本件における主要な争点は,次のとおりである。ただし,争点7及び8は,当審で追加されたものである。
 (1) 一審被告らが本件契約の成立を争い,また,意思表示の瑕疵を主張することは,訴訟上の信義則に反し,許されないか(争点1)
 (2) 本件合意書に関する紛争の準拠法は韓国法か,日本国法か(争点2)
 (3) 一審原告と一審被告大林精工との間に,本件契約(本件権利1及び同3を無償で譲渡する旨の契約)が成立したか(争点3)
 (4) 一審原告と一審被告Yとの間に,本件契約(本件権利2を無償で譲渡する旨の契約)が成立したか(争点4)
 (5) 一審原告と一審被告大林精工との間の本件契約が錯誤により無効となり又は詐欺による取消しが認められるか(争点5)
 (6) 一審原告と一審被告Yとの間の本件契約が錯誤により無効となり又は詐欺による取消しが認められるか(争点6)

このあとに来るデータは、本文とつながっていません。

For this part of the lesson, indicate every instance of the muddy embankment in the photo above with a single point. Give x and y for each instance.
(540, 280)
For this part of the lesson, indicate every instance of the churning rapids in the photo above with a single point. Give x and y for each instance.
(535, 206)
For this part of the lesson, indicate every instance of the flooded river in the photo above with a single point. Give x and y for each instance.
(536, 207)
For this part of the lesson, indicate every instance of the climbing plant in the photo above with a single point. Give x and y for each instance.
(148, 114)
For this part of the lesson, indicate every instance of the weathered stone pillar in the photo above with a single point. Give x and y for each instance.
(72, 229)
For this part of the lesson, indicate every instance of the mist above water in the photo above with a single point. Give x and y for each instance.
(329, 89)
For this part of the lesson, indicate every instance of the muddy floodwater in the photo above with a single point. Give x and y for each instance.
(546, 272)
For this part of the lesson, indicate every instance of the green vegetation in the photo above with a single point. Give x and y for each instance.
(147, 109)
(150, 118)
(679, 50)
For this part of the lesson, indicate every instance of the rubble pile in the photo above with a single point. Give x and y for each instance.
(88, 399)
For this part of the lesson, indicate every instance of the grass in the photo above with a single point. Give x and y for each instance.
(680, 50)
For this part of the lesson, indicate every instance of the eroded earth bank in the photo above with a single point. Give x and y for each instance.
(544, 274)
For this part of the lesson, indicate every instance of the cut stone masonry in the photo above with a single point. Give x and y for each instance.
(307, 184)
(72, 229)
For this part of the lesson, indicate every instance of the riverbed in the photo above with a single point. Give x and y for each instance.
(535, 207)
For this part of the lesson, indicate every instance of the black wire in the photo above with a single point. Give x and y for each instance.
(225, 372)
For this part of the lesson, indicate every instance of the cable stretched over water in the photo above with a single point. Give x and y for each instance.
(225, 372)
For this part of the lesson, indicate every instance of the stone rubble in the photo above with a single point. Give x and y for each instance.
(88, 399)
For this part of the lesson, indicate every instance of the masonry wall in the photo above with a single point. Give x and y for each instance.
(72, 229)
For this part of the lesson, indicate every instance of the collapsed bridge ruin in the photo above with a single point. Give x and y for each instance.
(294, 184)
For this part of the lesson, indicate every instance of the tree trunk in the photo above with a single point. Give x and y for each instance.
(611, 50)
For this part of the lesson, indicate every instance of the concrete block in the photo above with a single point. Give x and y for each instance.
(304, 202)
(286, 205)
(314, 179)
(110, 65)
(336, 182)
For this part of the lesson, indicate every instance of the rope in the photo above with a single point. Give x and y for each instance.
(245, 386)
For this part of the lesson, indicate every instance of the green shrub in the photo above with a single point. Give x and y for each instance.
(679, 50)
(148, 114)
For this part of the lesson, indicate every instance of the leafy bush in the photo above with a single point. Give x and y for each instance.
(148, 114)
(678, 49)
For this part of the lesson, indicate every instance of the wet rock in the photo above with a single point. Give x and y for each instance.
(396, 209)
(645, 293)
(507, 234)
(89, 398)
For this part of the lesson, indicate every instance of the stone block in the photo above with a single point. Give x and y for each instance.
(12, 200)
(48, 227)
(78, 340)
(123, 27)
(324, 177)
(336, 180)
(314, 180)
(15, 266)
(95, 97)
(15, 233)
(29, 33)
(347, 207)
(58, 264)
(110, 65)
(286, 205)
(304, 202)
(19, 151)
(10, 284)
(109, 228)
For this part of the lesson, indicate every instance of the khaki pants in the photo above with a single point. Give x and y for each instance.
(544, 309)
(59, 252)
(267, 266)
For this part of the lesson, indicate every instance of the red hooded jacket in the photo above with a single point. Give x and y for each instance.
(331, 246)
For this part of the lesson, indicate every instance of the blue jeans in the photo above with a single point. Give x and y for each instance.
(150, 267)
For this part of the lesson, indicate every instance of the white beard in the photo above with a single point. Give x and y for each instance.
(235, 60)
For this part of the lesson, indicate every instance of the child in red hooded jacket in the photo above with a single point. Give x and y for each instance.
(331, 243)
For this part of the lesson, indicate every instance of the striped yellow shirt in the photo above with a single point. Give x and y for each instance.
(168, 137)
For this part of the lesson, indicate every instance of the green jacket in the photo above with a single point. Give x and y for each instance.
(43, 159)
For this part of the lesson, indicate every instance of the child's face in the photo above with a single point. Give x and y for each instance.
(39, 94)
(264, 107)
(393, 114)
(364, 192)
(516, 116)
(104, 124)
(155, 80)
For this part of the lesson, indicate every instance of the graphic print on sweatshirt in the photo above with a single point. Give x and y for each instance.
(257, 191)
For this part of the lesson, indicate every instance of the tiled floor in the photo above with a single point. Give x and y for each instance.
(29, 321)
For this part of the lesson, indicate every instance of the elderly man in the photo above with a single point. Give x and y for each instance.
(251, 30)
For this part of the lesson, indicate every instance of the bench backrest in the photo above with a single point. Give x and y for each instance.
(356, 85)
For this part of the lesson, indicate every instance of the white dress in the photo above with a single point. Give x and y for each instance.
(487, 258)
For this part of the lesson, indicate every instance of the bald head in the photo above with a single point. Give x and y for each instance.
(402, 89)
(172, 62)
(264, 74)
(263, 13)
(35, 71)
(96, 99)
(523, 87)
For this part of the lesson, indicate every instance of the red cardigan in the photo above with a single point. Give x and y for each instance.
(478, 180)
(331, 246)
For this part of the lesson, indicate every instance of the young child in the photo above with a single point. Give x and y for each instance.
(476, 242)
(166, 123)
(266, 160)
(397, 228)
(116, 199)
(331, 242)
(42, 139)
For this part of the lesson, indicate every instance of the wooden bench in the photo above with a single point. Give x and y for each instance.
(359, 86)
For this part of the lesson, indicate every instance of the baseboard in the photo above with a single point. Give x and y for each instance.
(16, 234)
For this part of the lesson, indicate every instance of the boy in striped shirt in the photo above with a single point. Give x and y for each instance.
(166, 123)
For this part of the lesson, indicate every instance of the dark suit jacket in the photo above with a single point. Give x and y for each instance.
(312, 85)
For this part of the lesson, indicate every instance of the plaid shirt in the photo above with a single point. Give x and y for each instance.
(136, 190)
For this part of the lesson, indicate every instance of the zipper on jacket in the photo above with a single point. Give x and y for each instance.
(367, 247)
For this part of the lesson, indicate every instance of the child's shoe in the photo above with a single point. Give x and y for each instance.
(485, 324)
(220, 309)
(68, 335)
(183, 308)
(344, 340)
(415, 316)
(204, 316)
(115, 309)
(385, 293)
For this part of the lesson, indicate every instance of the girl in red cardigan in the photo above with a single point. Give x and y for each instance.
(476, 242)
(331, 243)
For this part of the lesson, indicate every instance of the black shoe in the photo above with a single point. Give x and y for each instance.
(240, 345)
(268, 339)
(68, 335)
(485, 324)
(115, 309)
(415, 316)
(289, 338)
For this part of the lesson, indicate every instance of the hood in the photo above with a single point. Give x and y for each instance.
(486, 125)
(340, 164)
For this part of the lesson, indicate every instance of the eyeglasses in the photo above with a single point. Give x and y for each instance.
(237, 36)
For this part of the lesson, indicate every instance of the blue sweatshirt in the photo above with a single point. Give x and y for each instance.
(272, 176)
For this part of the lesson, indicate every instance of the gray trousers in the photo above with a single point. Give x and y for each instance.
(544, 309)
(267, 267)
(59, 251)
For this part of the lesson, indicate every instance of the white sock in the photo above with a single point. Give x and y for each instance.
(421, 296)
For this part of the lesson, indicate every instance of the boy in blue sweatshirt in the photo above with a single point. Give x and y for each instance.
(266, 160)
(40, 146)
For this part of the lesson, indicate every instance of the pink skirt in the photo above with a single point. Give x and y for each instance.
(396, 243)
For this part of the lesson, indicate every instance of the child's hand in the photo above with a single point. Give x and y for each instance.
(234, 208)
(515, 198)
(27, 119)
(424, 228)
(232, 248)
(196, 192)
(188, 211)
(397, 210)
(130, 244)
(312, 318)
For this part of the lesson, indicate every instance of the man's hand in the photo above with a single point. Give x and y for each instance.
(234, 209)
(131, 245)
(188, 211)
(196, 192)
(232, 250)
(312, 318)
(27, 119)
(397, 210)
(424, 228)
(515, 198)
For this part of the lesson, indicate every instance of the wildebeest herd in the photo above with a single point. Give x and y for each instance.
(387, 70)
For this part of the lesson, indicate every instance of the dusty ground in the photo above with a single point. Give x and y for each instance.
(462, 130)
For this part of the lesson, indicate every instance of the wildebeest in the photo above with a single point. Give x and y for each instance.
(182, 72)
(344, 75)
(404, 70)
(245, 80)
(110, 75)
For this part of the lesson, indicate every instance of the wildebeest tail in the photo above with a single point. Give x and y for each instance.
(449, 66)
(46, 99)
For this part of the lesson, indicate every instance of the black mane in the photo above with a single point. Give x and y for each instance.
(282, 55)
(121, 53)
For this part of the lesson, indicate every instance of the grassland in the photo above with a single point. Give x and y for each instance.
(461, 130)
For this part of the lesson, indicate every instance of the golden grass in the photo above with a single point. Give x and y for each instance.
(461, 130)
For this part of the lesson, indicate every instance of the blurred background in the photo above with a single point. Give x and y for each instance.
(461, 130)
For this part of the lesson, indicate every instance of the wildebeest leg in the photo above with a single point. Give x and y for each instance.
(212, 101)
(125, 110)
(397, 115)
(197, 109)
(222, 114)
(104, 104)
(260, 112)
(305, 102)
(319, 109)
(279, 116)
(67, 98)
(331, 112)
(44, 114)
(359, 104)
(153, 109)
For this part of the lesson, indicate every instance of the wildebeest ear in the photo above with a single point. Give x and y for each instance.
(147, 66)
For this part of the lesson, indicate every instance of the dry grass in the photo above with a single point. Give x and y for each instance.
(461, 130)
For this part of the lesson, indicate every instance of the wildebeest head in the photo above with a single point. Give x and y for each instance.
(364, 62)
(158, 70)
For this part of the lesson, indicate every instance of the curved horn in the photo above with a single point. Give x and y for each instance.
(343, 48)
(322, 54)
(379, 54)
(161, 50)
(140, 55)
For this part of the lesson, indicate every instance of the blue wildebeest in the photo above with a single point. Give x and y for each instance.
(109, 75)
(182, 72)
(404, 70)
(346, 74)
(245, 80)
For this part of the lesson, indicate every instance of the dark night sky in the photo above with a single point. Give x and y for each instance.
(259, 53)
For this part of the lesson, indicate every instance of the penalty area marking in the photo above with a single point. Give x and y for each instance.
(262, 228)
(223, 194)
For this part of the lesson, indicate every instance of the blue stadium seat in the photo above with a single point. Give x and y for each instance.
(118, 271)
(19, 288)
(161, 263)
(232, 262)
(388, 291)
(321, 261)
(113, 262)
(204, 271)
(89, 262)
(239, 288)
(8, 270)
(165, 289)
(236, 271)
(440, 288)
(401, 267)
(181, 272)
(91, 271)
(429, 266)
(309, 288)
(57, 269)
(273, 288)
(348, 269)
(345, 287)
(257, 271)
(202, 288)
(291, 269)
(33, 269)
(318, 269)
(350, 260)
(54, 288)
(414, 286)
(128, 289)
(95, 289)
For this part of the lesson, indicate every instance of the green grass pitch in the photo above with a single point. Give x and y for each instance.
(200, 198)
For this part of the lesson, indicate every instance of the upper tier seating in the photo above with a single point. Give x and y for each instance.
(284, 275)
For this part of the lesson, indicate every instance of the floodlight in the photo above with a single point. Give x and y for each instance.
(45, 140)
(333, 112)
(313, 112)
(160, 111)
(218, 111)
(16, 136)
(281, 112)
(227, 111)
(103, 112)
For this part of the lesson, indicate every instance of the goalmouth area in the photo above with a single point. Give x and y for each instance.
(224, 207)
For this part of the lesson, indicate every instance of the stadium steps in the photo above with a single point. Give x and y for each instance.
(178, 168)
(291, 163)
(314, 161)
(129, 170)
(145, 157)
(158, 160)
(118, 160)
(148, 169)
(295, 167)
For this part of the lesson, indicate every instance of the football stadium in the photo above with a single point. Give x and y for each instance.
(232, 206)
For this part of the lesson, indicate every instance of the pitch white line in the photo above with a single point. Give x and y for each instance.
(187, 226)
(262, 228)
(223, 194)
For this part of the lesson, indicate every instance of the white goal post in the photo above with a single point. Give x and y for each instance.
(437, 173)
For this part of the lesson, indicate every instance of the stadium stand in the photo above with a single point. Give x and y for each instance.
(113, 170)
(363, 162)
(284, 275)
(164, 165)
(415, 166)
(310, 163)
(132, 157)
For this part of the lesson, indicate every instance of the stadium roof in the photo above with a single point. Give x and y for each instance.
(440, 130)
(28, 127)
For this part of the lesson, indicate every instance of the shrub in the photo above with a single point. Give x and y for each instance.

 (7) 損害賠償請求(本件追加請求)の可否(争点7)
 (8) 消滅時効の成否(争点8)

裁判所の判断

・一審原告の請求(本件追加請求を含む。)は,いずれも本件契約の成立を前提とするものであるから,これが認められない以上,その余の点について判断するまでもなく,理由がない。  ただし,一審原告の一審被告大林精工に対する本件各特許権の移転登録手続請求のうち,本件特許権1に関する部分については,訴えの利益が失われたものとして,これを却下するのが相当である(なお,一審被告らは,一審原告の附帯控訴に基づく追加請求及び当審における追加請求〔訴えの追加的変更〕は,いずれも著しく訴訟手続を遅延させるもので許されない旨主張するが,前記のとおり,当裁判所としては,損害額等について審理することなく,これらの請求について判断することが可能であるから,必ずしも著しく訴訟手続を遅延させるとはいえないので,請求に対する判断を示すこととした。)。
 以上の次第であるから,①一審被告Yの控訴は理由があるから,これに基づき原判決中一審被告Y敗訴部分(主文第1項)を取り消し,同部分に係る一審原告の請求をいずれも棄却することとし,②一審原告の本件控訴は理由がないが,一審原告の一審被告大林精工に対する請求のうち,別紙特許目録1記載の各特許権(本件特許権1)の移転登録手続を求める部分は,訴えの利益が失われているので,原判決主文第2項を変更して,同部分をいずれも却下し,その余の請求をいずれも棄却することとし,③一審原告の附帯控訴に基づく追加請求(一審被告Yに対するもの)及び当審における追加請求(一審被告大林精工に対するもの)はいずれも理由がないので棄却する。